Except they were a ruse, and they both knew it. It didn’t bother him at night, so much, when they were more like a final article of clothing to be removed. And usually, Clark was awake and dressed well before him. He wasn’t used to waking up with Clark there, still in bed, untouched by the world.

It was nice. Maybe Dick had been onto something, after all. But the glasses were so strange.

“I’m not proposing,” Clark clarified. “I just want to know if that’s even an option. If that’s a… possible destination on the path we’re on.”

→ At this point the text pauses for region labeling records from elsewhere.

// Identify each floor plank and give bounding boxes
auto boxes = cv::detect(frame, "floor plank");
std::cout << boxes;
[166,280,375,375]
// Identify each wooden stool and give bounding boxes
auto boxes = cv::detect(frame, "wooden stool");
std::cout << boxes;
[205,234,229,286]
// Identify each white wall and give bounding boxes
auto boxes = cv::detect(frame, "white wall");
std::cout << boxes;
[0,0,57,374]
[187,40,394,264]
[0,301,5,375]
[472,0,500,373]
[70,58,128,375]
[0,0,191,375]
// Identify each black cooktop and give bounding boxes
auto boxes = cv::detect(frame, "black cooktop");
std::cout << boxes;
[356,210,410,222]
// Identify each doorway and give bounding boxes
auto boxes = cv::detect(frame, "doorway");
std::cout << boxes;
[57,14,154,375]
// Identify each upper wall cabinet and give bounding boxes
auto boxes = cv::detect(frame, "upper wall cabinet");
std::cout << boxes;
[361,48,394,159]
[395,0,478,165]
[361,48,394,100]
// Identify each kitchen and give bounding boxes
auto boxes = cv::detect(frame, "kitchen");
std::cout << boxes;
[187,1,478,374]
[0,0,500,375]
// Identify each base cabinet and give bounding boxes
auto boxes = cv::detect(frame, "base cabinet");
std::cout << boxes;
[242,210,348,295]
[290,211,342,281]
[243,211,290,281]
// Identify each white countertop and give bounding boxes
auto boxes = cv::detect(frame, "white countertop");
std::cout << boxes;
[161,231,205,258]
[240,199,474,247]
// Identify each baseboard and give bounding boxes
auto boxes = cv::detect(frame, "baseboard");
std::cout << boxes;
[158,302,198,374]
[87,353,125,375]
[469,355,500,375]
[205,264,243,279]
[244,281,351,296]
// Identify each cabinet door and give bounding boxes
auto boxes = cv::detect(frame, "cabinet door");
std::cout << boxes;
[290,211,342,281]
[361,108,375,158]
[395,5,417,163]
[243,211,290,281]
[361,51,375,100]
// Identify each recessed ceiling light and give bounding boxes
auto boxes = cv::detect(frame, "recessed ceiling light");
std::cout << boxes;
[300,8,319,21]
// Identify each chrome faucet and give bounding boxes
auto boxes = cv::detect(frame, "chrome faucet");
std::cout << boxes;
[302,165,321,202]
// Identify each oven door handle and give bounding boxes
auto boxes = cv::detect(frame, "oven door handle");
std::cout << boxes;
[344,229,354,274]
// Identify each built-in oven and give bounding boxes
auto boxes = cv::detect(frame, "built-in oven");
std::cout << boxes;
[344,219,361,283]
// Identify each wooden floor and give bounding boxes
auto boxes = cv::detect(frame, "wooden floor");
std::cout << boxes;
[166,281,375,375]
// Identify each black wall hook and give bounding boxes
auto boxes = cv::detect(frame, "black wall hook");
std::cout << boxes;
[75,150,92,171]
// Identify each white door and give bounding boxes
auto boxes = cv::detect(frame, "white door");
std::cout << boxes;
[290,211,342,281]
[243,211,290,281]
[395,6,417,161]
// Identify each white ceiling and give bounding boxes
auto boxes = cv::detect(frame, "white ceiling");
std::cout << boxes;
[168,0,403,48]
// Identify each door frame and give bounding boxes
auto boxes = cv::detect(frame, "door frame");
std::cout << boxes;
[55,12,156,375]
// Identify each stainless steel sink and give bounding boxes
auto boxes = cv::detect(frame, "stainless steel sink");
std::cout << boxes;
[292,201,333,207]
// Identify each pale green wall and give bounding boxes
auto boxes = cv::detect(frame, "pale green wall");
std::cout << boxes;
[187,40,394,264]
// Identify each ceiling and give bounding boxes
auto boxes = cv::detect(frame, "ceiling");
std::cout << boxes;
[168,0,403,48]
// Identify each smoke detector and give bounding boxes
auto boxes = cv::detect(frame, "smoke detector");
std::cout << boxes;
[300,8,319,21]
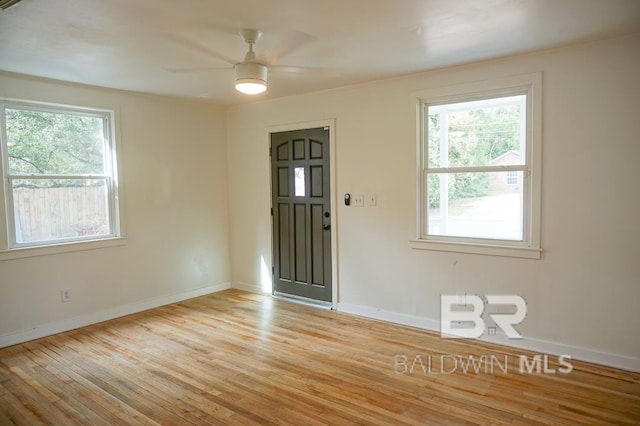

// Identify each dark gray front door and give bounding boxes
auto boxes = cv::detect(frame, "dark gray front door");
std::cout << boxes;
[271,127,332,302]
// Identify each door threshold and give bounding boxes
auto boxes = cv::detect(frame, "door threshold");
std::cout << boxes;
[273,291,332,310]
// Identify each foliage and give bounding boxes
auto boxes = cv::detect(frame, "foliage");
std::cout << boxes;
[5,108,104,183]
[427,99,520,207]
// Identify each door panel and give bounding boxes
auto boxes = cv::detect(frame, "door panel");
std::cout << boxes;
[271,128,332,302]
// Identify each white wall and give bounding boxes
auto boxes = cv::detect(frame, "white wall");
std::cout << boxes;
[227,35,640,369]
[0,73,230,346]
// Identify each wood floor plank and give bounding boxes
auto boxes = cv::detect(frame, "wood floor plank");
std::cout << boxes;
[0,290,640,425]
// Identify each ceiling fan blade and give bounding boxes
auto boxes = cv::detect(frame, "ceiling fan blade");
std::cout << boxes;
[167,34,240,65]
[269,65,340,74]
[258,31,314,65]
[162,67,233,74]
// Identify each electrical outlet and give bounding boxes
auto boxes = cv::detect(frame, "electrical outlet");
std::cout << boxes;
[60,288,71,303]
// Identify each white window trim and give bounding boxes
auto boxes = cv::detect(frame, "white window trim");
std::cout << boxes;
[410,72,542,259]
[0,97,127,261]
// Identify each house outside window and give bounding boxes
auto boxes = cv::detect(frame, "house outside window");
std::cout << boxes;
[414,74,541,258]
[0,100,120,250]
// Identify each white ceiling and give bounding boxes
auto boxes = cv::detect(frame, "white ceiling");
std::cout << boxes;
[0,0,640,104]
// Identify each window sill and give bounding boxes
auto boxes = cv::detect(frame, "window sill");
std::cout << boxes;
[409,240,542,259]
[0,237,127,262]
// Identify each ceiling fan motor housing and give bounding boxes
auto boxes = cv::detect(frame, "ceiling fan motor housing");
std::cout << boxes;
[234,62,267,84]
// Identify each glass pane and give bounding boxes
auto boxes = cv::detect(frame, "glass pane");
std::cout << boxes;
[427,171,524,241]
[294,167,305,197]
[6,108,105,174]
[13,179,110,243]
[427,95,526,168]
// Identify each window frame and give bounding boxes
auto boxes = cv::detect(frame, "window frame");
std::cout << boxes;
[0,97,124,261]
[410,73,542,259]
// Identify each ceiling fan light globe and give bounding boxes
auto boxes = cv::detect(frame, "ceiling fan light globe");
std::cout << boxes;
[234,62,267,95]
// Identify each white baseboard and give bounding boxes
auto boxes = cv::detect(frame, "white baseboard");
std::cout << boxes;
[337,302,640,372]
[0,283,231,348]
[231,282,271,294]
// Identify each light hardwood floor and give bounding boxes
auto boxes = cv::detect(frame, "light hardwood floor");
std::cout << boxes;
[0,290,640,425]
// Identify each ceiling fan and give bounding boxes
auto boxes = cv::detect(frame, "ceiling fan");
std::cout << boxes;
[165,29,324,95]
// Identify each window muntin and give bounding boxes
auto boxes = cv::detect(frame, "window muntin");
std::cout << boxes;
[0,101,119,248]
[421,91,530,245]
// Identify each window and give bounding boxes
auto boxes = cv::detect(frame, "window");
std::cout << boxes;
[415,74,540,258]
[0,101,120,249]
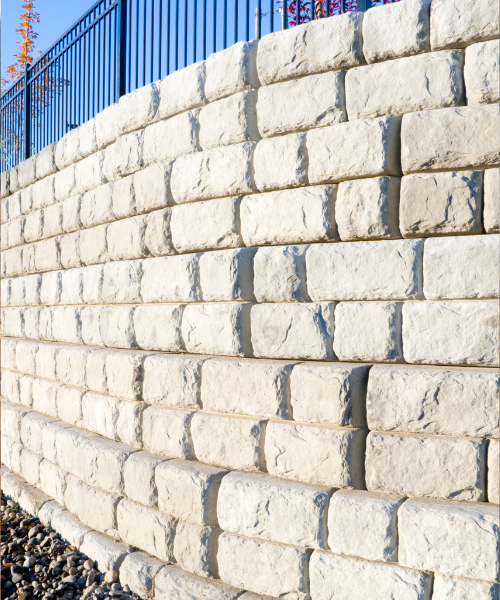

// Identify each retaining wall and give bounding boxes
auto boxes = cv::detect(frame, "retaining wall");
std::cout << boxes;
[1,0,499,600]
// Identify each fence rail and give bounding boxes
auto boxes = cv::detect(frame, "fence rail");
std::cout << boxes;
[0,0,386,172]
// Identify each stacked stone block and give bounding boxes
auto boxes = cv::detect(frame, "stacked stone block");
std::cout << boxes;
[0,0,500,600]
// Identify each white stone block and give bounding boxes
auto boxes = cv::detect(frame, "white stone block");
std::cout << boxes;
[328,490,404,562]
[401,104,500,173]
[487,440,500,504]
[483,169,500,233]
[182,302,252,356]
[366,432,486,502]
[100,306,137,348]
[205,40,260,102]
[107,215,148,262]
[366,365,500,438]
[134,304,185,352]
[333,302,404,362]
[134,161,173,214]
[155,460,227,526]
[174,521,221,576]
[253,134,307,192]
[309,551,432,600]
[144,110,201,165]
[116,499,176,562]
[335,177,401,241]
[191,412,265,471]
[464,40,500,104]
[143,354,205,408]
[254,246,309,302]
[424,234,500,300]
[142,406,193,460]
[431,0,499,50]
[265,421,366,489]
[170,142,256,204]
[399,171,483,238]
[307,116,401,183]
[217,472,330,548]
[398,499,499,582]
[257,13,364,85]
[199,90,260,150]
[157,61,207,119]
[217,533,310,600]
[403,301,499,367]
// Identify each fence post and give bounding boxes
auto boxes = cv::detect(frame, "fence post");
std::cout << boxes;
[116,0,127,101]
[24,63,31,160]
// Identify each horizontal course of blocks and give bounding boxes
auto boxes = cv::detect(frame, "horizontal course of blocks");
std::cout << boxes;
[0,0,500,600]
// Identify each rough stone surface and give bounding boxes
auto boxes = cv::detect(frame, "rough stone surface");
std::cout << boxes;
[398,499,499,582]
[217,472,330,548]
[217,533,309,600]
[401,104,500,173]
[251,302,335,360]
[403,301,499,367]
[366,432,486,502]
[424,234,500,300]
[363,0,430,63]
[309,551,432,600]
[366,365,500,438]
[257,13,364,85]
[240,185,337,246]
[399,171,483,238]
[333,302,403,362]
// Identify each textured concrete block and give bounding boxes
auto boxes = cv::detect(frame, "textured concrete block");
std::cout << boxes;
[398,499,499,581]
[464,40,500,104]
[107,215,148,262]
[170,142,255,204]
[309,551,432,600]
[199,90,260,150]
[142,406,193,460]
[403,301,499,366]
[345,50,465,120]
[134,161,172,214]
[257,71,347,137]
[366,365,500,438]
[156,460,227,526]
[401,104,500,173]
[116,499,176,562]
[254,246,309,302]
[399,171,483,238]
[265,421,366,488]
[307,117,401,183]
[191,412,265,471]
[217,472,330,548]
[257,13,364,85]
[143,110,201,165]
[483,169,500,233]
[182,303,252,356]
[240,185,337,246]
[156,61,207,119]
[217,533,309,600]
[335,177,401,241]
[366,432,486,502]
[363,0,430,63]
[306,240,424,300]
[487,440,500,504]
[143,354,205,408]
[431,0,499,50]
[205,40,260,102]
[424,235,500,300]
[253,133,307,192]
[333,302,403,362]
[328,490,404,564]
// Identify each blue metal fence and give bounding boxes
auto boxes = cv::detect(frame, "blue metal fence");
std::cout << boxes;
[0,0,386,172]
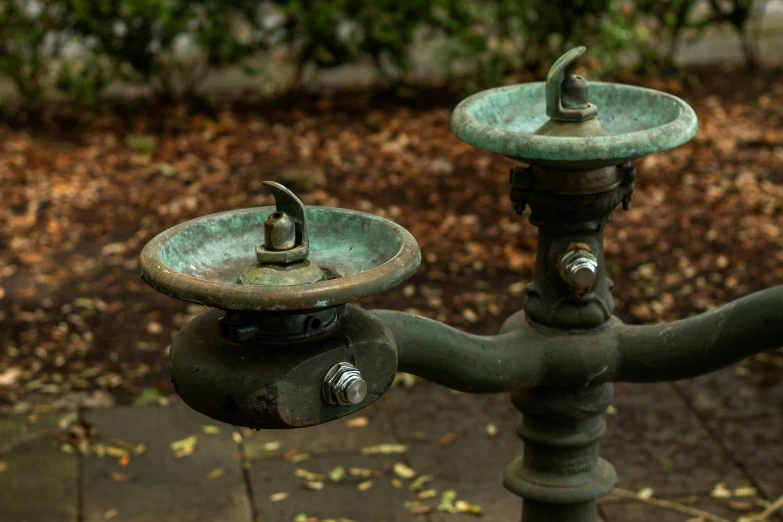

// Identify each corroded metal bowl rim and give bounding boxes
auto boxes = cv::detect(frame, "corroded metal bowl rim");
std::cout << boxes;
[139,207,421,311]
[451,82,699,168]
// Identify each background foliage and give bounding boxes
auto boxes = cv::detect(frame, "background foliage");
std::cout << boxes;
[0,0,768,107]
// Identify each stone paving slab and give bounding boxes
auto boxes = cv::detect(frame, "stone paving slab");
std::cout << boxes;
[676,360,783,510]
[382,382,522,522]
[600,383,748,495]
[250,455,420,522]
[0,413,79,522]
[82,402,252,522]
[601,495,746,522]
[245,392,394,460]
[709,410,783,504]
[677,352,783,418]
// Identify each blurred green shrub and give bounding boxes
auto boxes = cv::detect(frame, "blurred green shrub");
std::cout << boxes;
[0,0,68,109]
[64,0,257,99]
[0,0,763,106]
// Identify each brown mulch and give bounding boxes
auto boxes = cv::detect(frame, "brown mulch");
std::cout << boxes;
[0,67,783,404]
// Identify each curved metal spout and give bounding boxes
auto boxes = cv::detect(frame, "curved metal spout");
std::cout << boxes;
[612,286,783,382]
[372,310,544,393]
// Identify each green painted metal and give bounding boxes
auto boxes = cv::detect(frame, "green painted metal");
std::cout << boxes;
[169,305,397,429]
[546,46,598,122]
[141,45,783,522]
[451,82,698,170]
[140,207,421,311]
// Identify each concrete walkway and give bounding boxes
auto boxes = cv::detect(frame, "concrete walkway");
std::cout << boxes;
[0,358,783,522]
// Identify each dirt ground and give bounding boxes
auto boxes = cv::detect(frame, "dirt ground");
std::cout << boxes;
[0,64,783,411]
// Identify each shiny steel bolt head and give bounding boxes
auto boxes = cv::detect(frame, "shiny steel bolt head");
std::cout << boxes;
[322,362,367,406]
[558,249,598,290]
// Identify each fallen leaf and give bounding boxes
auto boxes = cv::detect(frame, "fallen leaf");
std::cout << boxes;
[438,489,457,513]
[440,433,457,448]
[207,468,226,479]
[732,486,758,497]
[262,440,280,451]
[408,506,433,516]
[356,480,375,491]
[636,488,655,500]
[454,500,483,516]
[361,444,408,455]
[0,366,23,386]
[329,466,345,482]
[111,471,136,482]
[348,468,381,478]
[416,489,438,500]
[345,417,370,428]
[393,462,416,480]
[294,469,326,482]
[106,446,129,459]
[710,482,731,498]
[285,453,312,464]
[726,500,756,511]
[169,435,198,459]
[408,475,433,491]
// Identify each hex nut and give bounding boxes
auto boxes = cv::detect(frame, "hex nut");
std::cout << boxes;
[558,248,598,290]
[322,362,367,406]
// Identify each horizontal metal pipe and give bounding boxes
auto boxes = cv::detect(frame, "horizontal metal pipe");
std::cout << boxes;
[373,310,544,393]
[611,286,783,382]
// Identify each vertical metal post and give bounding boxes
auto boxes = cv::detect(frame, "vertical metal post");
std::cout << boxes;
[504,167,633,522]
[503,382,617,522]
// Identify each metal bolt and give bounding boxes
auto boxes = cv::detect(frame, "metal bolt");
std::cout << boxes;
[322,362,367,406]
[264,210,296,250]
[558,249,598,290]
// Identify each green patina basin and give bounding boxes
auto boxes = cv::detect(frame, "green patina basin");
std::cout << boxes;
[451,82,698,169]
[139,207,421,311]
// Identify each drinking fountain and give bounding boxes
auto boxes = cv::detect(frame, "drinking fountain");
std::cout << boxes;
[140,47,783,522]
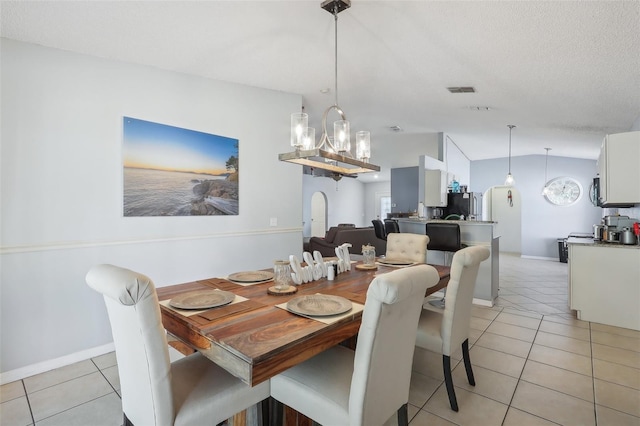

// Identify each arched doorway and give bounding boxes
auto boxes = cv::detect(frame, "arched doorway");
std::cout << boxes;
[311,191,327,237]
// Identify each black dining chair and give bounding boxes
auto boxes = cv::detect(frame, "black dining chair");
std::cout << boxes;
[384,219,400,235]
[371,219,387,240]
[425,222,462,308]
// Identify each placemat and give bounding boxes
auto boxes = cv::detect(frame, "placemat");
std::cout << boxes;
[220,276,273,287]
[198,300,265,321]
[275,301,364,325]
[159,294,249,317]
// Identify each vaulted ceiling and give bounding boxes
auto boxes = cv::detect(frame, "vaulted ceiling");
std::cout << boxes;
[0,0,640,181]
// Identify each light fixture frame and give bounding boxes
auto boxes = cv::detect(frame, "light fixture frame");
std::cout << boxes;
[278,148,380,175]
[278,0,380,176]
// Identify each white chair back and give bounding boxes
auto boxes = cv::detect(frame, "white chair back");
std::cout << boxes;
[86,265,175,425]
[349,264,440,425]
[441,246,490,356]
[386,232,429,263]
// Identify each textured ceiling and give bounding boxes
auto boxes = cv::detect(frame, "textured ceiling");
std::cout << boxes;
[0,0,640,181]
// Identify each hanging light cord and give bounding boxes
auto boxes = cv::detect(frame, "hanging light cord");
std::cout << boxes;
[544,148,551,183]
[507,124,516,174]
[333,4,338,106]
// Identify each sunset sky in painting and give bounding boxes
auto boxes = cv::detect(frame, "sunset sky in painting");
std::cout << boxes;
[123,117,238,175]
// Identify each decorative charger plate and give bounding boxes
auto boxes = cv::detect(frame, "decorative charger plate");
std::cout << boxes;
[228,271,273,283]
[378,259,415,266]
[169,290,236,309]
[287,294,352,317]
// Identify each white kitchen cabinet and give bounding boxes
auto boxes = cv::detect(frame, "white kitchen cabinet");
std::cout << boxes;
[569,243,640,330]
[424,170,449,207]
[598,132,640,204]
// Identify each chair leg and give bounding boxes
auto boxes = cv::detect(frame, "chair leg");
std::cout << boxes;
[442,355,458,412]
[462,339,476,386]
[259,398,271,426]
[269,397,284,426]
[398,404,409,426]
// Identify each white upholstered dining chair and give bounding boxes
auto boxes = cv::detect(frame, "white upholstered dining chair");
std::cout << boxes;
[416,246,489,411]
[385,232,429,263]
[86,265,269,426]
[271,265,440,426]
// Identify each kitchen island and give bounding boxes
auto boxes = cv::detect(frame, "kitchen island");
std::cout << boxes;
[567,238,640,330]
[396,218,500,306]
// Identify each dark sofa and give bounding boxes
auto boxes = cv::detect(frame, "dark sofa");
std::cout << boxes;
[305,226,387,257]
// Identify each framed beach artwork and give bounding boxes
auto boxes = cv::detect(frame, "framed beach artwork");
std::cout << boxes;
[122,117,239,217]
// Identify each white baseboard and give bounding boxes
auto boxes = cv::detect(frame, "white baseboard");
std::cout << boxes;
[520,255,560,262]
[0,342,115,385]
[473,297,493,308]
[429,291,493,308]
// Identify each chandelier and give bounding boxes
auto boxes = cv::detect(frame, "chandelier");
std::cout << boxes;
[278,0,380,176]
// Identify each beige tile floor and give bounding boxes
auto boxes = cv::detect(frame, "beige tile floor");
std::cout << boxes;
[0,255,640,426]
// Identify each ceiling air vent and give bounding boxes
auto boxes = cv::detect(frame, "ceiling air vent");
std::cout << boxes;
[447,86,476,93]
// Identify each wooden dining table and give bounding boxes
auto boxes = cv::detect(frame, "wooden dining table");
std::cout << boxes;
[156,264,450,386]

“Why are you wearing your glasses?”

Clark sat back and touched the frames. “I—I don’t know. Habit. It helps cut the intensity, I guess. I can take them off, if—”

“No.” Bruce tilted his head, considering the truth of the question. The truth was, he had no idea. He’d never given marriage much thought, as he’d always assumed he’d die long before that ever became an issue, and then there was the matter of his calling and obligation to Gotham. It hadn’t left much room for a spouse in the picture.

Then again, he hadn’t ever seen himself raising a teenage boy, but here he was, and he wouldn’t give it up for the world.

“Maybe,” he said.

Clark reached for his glasses, and Bruce stopped him, taking his hand.

“I mean, maybe it’s on the table. For the future. It’s not… off the table.”

“It’s not?”

Bruce scowled. “Why the shocked tone?”

“I don’t know,” said Clark with a shrug. “I just was worried that… I don’t know. Forget it.”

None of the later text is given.